Well they have cows and sheep on the moor which are far better grazers than ponies.!!


----------



## SO1 (5 December 2010)

That may well be the case but it does not mean they have to use poor quality stallions, if the natural england are going to give them some funding and they have to have stallions why not invest in some quality registered dartmoor stallions?

why do the stallions need to be out all year - in the new forest they do not stay out all year.




suestowford said:



			I read recently that Dartmoor National Park Authority want MORE ponies on the moor to manage the grazing. You might be interested in reading http://www.dartmoorhillpony.com/news.html this page to see what is being planned, money permitting. As for why they say they need to breed, the following quote comes from the above linked page. I don't know enough about it to make an informed judgment on these arguments, but at least the DHPA are trying to do something to help.
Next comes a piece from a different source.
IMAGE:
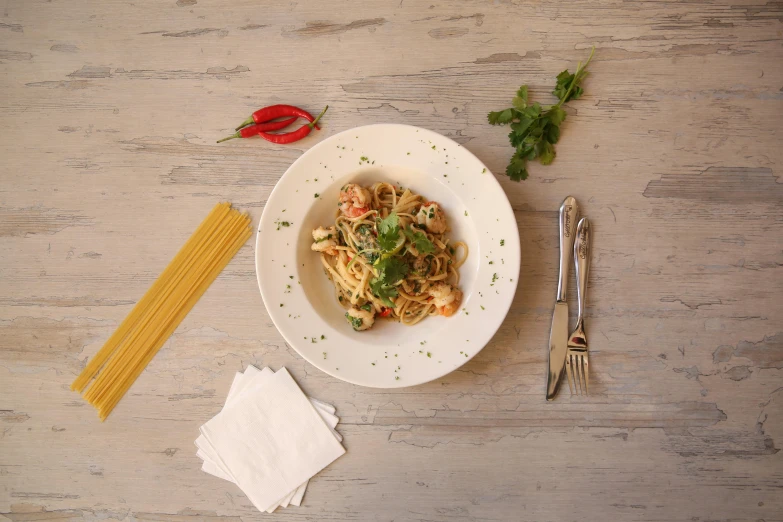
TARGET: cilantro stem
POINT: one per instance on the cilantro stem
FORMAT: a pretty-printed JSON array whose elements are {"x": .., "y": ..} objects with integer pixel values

"The various herds are all owned and managed by farmers but to ensure that
the ponies do not group together to form one big herd and therefore graze
the moor unevenly, the use of stallions is vital as they keep their own
mares to their own 'lear' and do not stray to other areas therefore ensuring
that grazing levels are balanced all over the moor. Therefore it is not
possible to simply "stop" breeding unless valid forms of contraception could
be introduced. However, these methods are still being trialed in the USA and
Australia and are unlikely to be implemented any time soon as we were hoping
for funding from Natural England."
		
Click to expand...


----------



## Serenity087 (5 December 2010)

Sad?

SAD?

It's a blinking national tragedy!  Pure Dartmoor ponies are rarer than Giant Pandas!!!! If someone announced they'd just shot 700+ young pandas, there'd be outrage!  International agencies would come down on those responsible like a tonne of bricks! Heads would roll, and roll and roll...

But because they're Dartmoor Ponies, on the critically endangered list of the Rare Breed Survival Trust, it's okay.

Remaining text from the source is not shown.